I looked at ‘the little woman’, - as tall as me and twice as broad – and managed to keep my face straight. We shook our heads in unison and Marigold turned her head to face the opposite direction from the way we intended to travel. ‘Maybe…’ she muttered vaguely, but they failed to take the hint. Lowering the rear shelf and perching on it, they settled in for the day, or so it looked. 


How we laughed at the tales of their exploits. Hmm! Denis and Diane – ‘the dreaded Ds, ha ha ‘– didn’t think much of Slovenia.They’d arrived here by way of Germany and Austria and didn’t think much to Germany or Austria  either.

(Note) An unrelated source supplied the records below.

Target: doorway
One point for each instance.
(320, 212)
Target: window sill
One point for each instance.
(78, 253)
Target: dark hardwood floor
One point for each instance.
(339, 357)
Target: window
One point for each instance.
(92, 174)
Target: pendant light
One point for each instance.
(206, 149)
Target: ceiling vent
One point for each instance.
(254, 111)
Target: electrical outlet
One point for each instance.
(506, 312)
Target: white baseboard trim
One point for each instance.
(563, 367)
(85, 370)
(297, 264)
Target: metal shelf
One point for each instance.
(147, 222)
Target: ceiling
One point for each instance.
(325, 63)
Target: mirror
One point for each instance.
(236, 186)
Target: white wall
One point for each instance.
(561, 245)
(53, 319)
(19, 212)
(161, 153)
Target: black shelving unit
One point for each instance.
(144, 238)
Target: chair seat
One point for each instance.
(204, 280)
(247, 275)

‘Too, er, foreign?’ I wondered.


My wife gave me a nudge to remind me to behave, but I was looking longingly at my abandoned book and wondering whether throwing our chairs in the boot and just driving off would be construed as being ungracious.


‘Exactly,’ boomed Denis. 


‘Got it in one,’ Diane chipped in, ‘can’t understand a word any of ‘em say and as for the food…’ They shared a conspiratorial glance. ‘Vile,’ they said in unison. ‘ Are you heading for Lake Bled as well?’

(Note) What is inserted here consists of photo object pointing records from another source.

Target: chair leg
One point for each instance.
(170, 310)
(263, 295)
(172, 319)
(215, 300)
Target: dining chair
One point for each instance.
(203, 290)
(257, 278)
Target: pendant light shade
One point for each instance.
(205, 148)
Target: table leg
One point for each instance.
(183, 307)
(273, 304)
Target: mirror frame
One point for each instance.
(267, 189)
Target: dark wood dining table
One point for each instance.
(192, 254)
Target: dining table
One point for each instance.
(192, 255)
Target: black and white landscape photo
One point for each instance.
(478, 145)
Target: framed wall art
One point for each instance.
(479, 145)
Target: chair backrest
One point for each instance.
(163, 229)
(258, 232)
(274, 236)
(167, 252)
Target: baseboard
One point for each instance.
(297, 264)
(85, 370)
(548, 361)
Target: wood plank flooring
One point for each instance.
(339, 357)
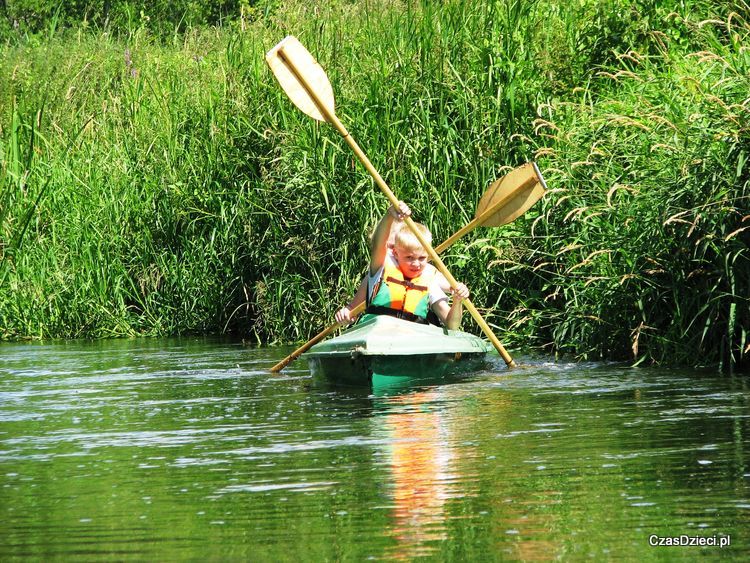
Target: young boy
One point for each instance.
(401, 282)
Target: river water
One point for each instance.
(190, 449)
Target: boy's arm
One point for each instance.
(450, 315)
(344, 315)
(379, 244)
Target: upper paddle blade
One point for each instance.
(511, 196)
(302, 78)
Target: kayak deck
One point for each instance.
(385, 347)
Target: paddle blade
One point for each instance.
(302, 78)
(510, 196)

Marigold can be quick on the uptake when the moment is right. ‘Oh no, we’ve already been there,’ she announced firmly. ‘Dreadful place. Very over-rated. Crowded, food is awful and nowhere to park safely. We were worried sick every time we left the car for five minutes.’ 


The dreaded Ds looked at our VW Golf, complete with scratch on one door panel and then at their gleaming and hugely expensive Range Rover. ‘Oh dear.’ 


‘We were thinking of Italy,’ I volunteered. ‘Only a few miles back up the motorway, there’s a turning on the right. Italy is so…’ I paused for a moment as if in search if the mot juste, ‘civilised,’ I concluded.


‘Italy, eh? Sounds just the ticket,’ Denis mused. ‘What do you say, Diane? Spot of pasta for lunch and a decent bottle of plonk?’


‘Rather. What about you chaps? Fancy following us and we can all meet up for lunch.’


We made suitably enthusiastic replies and said we’d be right behind them. I loaded up the car and dutifully followed the Range Rover back to the motorway junction. They turned right, we turned left and were soon back on the road to Lake Bled.


Fantastic place, this. Quite ridiculously scenic. We had lunch, booked into our hotel – bedroom looks straight at the lake – and then went off or a row. That’s a row as in rowing boat, not row as in domestic dispute.


Over to Marigold now for some nonsense, aka the best bits.


Left previous hotel and manager gave us a little box of sweets with Salzburg pictures  on.  We had to put them in a bin as they were all toffees and am already suffering in the tooth department after encounter with the black bread.  Great excitement last night a farmer had a goat killed, he said by a wolf.  How dangerous, as we had slept with the window open and had been eating meat on crackers.


Journey to Slovenia breathtaking.  Lots of castles.  Loved it.

We had lunch, none of the food we understood.  We ended up with chickflaustrudle or something.  It was really disgusting.  For pudding we both had 3 Rennies and a spoonful of gaviscon.  


The hotel by the lake is really old fashioned with lots of crocheted cushions.  In our room is a picture of a very young Cliff Richard. Thankfully it wasn't Rolf Harris or we would have asked to be moved.  G rowed us around the lake.  It was quite choppy in places but very romantic, except it made him rather sweaty and also a bit sweary.


We are off to look at waterfalls. The man at the hotel described them as water, falling from high up. Sound very exciting. He also said breakfast is all you can eat.  We will certainly give that a miss. Lots if people swimming in the lake and lots of swans too. Must be the Slovenian version of swimming with dolphins. The swans are more attractive. 


What a place this must be to grow up in. We come  back to the lake several hours later and it is still a hive of activity. Loads of kids paddling on boards and swimming, even long after the sun has gone down.


They start young too. Three little girls, the eldest no more than seven and the youngest a little tot of about five, have been splashing around, jumping on and off a board way out on the lake. Not a frantic parent in sight.








G with lake in background. That young lady on the left is NOT me

There's a medieval castle too. The lake that has everything.

G chose the ice cream, good job I am his official taster.